В дневнике, который ведет Юрий Андреевич, живя с семьей в Варыкине, перечисляются литературные произведения, которые они читают и перечитывают, и называется в их числе «Повесть о двух городах» Диккенса (IX, 2). Хотя, по убеждению Г. Честертона, «по благородству и красоте стиля это произведение занимает чуть ли не первое место среди других творений Диккенса»,[884] «Повесть о двух городах» не принадлежит – во всяком случае, в русской читательской среде – к числу наиболее известных произведений великого английского писателя, и уже в силу этого обстоятельства упоминанию романа в одном ряду с «Войной и миром», «Евгением Онегиным» и «Красным и черным» Стендаля следует, очевидно, придавать определенный смысл.[885] Главное основание для этого упоминания – сходство тематики и ее трактовки, позволяющее осмыслять «Повесть о двух городах» как своего рода прообраз «Доктора Живаго». В центре сюжета романа Диккенса – события Великой французской революции; автор видит в них прежде всего разгул диких разрушительных инстинктов, всеобщее озверение и умопомешательство. Революционному террору, который Диккенс воспринимает как «страшный душевный недуг, порожденный невообразимыми страданиями, чудовищным притеснением и жестокостью»,[886] противостоят в романе идеи христианского гуманизма, милосердия и пафос личной жертвенности. «Идея свободной личности и идея жизни как жертвы» (I, 5), проповедуемые на первых страницах «Доктора Живаго» Веденяпиным, находят свое конкретное воплощение в главной сюжетной коллизии «Повести о двух городах»: герой романа, Сидни Картон, жертвует собой ради любимой женщины и ее ребенка – добровольно подменяет ее мужа (аристократа, без всякой вины приговоренного к смерти) и идет вместо него на гильотину. Жертвенный акт Картона, его внутренний облик и поведение перед казнью получают у Диккенса мистериальную окраску, осмысляются как «подражание Христу» (значимая подробность: Картон в последние минуты поддерживает душевные силы у влекомой вместе с ним на гильотину невинно осужденной молодой девушки), и этот патетический и катарсический финал «Повести о двух городах» невольно соотносится со стихотворным финалом романа Пастернака – стихами о Магдалине, «Дурными днями» («И темными силами храма // Он отдан подонкам на суд») и «Гефсиманским садом» («Я в добровольных муках в гроб сойду»).

Думается, однако, что «Повесть о двух городах» упомянута в «Докторе Живаго» не только по причине наблюдаемых аналогий в плане содержания и близости идейной концепции.
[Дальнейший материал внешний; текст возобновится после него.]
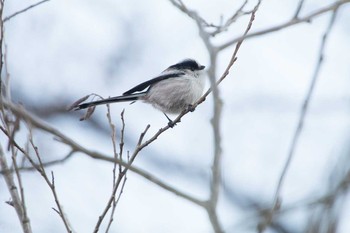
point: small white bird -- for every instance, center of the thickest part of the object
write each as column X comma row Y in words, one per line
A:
column 176, row 88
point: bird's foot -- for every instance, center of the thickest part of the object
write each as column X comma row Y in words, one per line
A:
column 190, row 108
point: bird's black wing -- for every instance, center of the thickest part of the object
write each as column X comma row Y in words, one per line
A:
column 148, row 83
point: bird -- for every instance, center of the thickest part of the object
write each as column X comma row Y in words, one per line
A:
column 176, row 88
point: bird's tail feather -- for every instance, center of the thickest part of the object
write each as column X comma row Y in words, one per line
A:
column 122, row 98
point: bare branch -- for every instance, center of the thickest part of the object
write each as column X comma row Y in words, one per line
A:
column 300, row 5
column 287, row 24
column 298, row 130
column 16, row 201
column 23, row 10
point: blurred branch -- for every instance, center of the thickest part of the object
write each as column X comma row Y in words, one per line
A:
column 16, row 201
column 37, row 123
column 298, row 130
column 297, row 12
column 211, row 203
column 24, row 10
column 293, row 21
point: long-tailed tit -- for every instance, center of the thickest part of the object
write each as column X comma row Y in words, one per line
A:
column 176, row 88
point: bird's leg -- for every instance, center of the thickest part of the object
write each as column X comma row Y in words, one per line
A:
column 190, row 108
column 170, row 123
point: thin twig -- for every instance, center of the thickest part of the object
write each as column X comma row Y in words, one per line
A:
column 51, row 184
column 297, row 12
column 287, row 24
column 299, row 127
column 16, row 201
column 36, row 122
column 24, row 10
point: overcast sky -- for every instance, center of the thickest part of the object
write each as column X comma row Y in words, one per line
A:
column 63, row 50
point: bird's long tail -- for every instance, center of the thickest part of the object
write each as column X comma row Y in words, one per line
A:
column 122, row 98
Этот роман, как и другие романы Диккенса, мог восприниматься Пастернаком как один из образцов в искусстве выстраивания сюжетной архитектоники, как пример жесткой, четко запрограммированной и внутренне сбалансированной повествовательной структуры, как феномен подлинного, высшей художественной пробы «беллетризма». Стремление уйти в прозе от свободной, раскованной, «стихийной» композиции, свойственной в равной мере как сюжетным моделям традиционного реалистического типа, так и постреалистическим, модернистским повествовательным исканиям, Пастернак вынашивал на протяжении ряда лет. Еще 25 декабря 1934 г. он признавался в письме к родителям: «… я спешно переделываю себя в прозаика Диккенсовского толка»,[887] – а более десяти лет спустя, начиная работу над «Доктором Живаго», писал О. М. Фрейденберг (13 октября 1946 г.), что сюжет будущего «большого романа в прозе» будет «тяжелый, печальный и подробно разработанный» – «как, в идеале, у Диккенса или Достоевского».[888] (Достоевский здесь упомянут определенно не в противопоставление, а в дополнение к Диккенсу: в кругу русских классиков именно он более других был обязан творческому опыту английского романиста.)
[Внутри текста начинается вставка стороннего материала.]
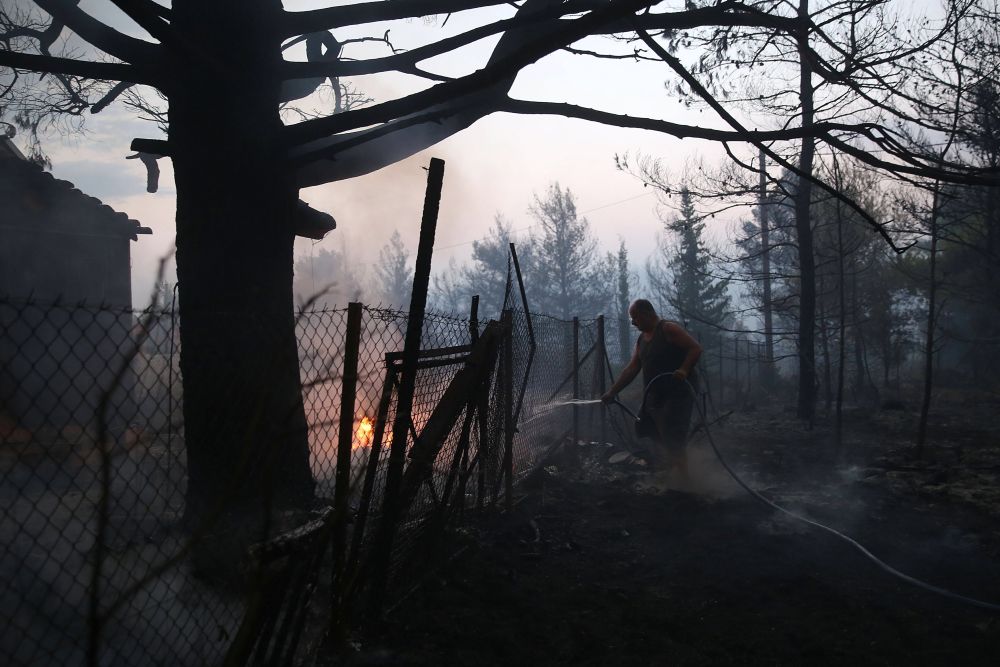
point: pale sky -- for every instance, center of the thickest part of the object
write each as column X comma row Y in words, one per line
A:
column 494, row 166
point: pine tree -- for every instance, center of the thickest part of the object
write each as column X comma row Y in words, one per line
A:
column 681, row 275
column 393, row 272
column 567, row 271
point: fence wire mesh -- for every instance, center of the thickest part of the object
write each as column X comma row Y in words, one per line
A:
column 95, row 555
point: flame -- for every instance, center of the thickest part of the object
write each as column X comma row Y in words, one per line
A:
column 364, row 433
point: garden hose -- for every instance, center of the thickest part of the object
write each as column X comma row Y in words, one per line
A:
column 854, row 543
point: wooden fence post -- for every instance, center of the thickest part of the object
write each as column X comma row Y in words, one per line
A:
column 382, row 552
column 345, row 441
column 576, row 379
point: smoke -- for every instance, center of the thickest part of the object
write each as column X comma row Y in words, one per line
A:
column 706, row 477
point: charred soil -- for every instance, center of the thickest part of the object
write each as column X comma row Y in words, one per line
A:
column 593, row 567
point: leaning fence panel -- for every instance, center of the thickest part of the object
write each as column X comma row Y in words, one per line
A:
column 98, row 542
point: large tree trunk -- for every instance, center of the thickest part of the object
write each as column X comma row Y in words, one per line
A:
column 245, row 428
column 803, row 228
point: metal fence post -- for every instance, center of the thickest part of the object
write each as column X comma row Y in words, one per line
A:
column 737, row 389
column 576, row 379
column 722, row 375
column 508, row 406
column 600, row 375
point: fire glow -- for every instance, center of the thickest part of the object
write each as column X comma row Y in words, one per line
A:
column 363, row 434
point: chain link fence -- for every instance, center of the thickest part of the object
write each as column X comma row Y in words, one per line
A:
column 95, row 555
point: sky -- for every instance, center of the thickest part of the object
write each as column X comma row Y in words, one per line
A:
column 496, row 166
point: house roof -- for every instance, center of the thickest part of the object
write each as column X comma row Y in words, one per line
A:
column 33, row 197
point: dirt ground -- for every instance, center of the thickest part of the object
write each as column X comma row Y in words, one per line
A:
column 594, row 568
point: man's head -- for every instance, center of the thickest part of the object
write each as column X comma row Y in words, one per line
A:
column 643, row 315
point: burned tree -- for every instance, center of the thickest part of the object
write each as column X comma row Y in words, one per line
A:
column 238, row 167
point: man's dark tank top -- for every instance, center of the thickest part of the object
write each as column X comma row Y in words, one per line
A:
column 658, row 355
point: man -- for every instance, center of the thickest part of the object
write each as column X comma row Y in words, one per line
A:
column 663, row 349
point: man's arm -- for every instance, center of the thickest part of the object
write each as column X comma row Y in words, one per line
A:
column 628, row 374
column 676, row 334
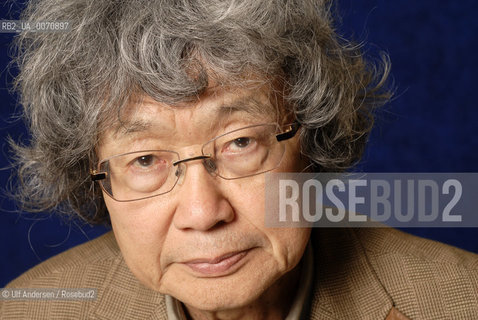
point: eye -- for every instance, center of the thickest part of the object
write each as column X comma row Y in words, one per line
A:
column 242, row 142
column 145, row 161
В композиционном плане «Доктор Живаго» также обнаруживает ряд зримых параллелей с «Повестью о двух городах». В обоих романах событиям революционного времени, обрисованным наиболее подробно и играющим основную роль в повествовании, предшествует большая предыстория, охватывающая примерно пятнадцатилетний предреволюционный период. Действие в «дореволюционных» главах и у Пастернака, и у Диккенса развивается как бы рывками: оно представляет собой совокупность детально выстроенных эпизодов, отделенных один от другого значительными временными интервалами (в «Повести о двух городах» начало событий относится к 1775 г., затем действие возобновляется пять лет спустя, затем – четыре месяца спустя и т. д.), причем взаимосвязь между эпизодами, смысл «перемены декораций» и появления новых лиц не всегда ясны читателю. Последняя особенность, характерная для повествовательной техники «романа тайн», – параллельное ведение одновременно нескольких сюжетных линий, связи между которыми раскрываются не сразу, – особенность, с исключительным разнообразием и мастерством обыгрываемая в романах Диккенса, также нашла свое отражение в «Докторе Живаго».
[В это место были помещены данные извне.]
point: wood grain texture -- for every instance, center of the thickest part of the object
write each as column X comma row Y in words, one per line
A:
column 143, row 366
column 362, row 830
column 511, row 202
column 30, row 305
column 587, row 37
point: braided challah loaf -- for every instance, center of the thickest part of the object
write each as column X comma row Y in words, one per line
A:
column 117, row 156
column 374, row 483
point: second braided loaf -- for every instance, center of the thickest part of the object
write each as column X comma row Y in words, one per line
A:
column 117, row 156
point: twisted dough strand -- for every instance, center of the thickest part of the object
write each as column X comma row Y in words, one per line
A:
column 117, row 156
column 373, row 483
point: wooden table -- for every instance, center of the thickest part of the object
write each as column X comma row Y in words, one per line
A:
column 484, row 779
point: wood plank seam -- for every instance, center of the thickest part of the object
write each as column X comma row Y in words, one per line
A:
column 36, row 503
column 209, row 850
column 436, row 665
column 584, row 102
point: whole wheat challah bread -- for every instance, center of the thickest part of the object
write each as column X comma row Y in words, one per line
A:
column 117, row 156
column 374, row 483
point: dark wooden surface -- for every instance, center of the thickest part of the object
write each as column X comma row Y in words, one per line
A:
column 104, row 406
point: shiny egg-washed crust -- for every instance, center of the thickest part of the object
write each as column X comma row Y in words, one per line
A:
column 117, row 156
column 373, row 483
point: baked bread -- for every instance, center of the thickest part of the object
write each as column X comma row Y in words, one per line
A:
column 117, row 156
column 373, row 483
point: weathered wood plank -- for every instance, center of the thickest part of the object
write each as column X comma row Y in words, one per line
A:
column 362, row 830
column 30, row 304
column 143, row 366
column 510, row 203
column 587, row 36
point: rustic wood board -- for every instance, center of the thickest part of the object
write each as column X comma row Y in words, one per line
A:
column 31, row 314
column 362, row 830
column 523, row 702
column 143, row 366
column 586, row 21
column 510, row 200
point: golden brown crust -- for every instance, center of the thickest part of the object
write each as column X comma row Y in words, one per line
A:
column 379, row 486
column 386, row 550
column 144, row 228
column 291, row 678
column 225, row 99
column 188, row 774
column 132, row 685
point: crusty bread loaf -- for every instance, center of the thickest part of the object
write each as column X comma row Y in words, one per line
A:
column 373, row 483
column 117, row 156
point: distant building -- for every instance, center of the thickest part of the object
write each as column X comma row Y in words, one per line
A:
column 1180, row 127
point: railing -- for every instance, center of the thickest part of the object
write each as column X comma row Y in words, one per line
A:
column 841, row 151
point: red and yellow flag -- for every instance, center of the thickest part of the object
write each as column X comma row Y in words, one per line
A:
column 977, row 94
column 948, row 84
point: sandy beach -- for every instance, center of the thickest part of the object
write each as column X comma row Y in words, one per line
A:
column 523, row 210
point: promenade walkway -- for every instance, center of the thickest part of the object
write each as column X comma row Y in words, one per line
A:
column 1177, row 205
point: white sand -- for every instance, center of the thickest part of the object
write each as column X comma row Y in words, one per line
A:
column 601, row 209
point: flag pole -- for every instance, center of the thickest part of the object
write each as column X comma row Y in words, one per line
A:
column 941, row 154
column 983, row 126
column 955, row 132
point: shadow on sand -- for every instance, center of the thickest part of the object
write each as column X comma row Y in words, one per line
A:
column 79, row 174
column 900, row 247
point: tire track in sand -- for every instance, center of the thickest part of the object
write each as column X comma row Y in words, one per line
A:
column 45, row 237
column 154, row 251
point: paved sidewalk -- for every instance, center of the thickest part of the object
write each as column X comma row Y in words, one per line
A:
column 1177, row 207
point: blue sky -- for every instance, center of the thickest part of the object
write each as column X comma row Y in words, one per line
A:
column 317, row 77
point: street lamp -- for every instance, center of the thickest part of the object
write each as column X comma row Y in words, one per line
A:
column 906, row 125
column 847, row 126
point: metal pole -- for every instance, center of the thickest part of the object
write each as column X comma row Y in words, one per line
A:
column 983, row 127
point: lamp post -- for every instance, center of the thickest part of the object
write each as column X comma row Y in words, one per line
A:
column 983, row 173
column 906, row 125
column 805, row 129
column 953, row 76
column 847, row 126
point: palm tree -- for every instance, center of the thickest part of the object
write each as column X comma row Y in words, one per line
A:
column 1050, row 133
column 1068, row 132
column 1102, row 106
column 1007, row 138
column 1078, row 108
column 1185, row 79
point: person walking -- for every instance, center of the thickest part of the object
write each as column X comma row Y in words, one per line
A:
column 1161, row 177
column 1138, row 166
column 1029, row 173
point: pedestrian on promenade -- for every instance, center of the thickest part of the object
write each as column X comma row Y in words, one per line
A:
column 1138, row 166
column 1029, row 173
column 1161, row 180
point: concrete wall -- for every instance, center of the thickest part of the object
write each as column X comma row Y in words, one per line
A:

«В настоящее время мы, очевидно, накануне оживления романа тайн. Возрос интерес к сложным и запутанным конструкциям», – писал Виктор Шкловский в своей книге «О теории прозы» (1925) по ходу анализа механизма сюжетостроения в «романе тайн» на примере произведений Диккенса. Отмечая как характерный диккенсовский прием сочетание нескольких одновременных действий и проводя конкретные наблюдения на примере романов «Крошка Доррит» и «Наш общий друг», он добавляет: «Гораздо меньше пересекаются сюжетные линии в “Двух городах” того же автора. Мы в этом романе воспринимаем переход от одной сюжетной линии к другой, очевидно не связанной с ней, как какую-то загадку. Отожествление действующих лиц различных линий отодвинуто от начала романа в его глубину».[889] Весьма вероятно, что этот анализ не был в свое время оставлен Пастернаком без внимания. Но даже если ему и не приходилось «теоретически» осмыслять приемы диккенсовского сюжетосложения, описываемые Шкловским, безусловно, что ориентация на поэтику английского классического романа не оставалась для автора «Доктора Живаго» неосознанной. В этой тщательно сконструированной системе изъятие того или иного персонажа или эпизода зачастую влекло бы за собой разрушение всей системы внутритекстовых связей и закономерностей,[890] а побочные, «частные» действия вливаются в общее русло основной романной интриги и строго функциональны, они переплетаются, дополняют друг друга и ведут основное действие к развязке. Показательно, однако, что те особенности сюжетосложения, которые для Филдинга, Вальтера Скотта или Диккенса представляли собой органичную модель романной поэтики, для Пастернака – осознанный архаизирующий прием, который неоднократно намеренно подчеркивается на страницах «Доктора Живаго», в том числе признаниями и наблюдениями самих героев. «Как не столкнула их жизнь? Как их пути не скрестились?» – восклицает автор, описывая первую встречу Юрия Андреевича и Стрельникова (VII, 29), не помышляющих, насколько уже тесно переплетены их судьбы. «Просто предопределение какое-то!» – в очередной раз восклицает Лара (XIII, 12), открывая новые фатальные связи, соединяющие ее с Живаго.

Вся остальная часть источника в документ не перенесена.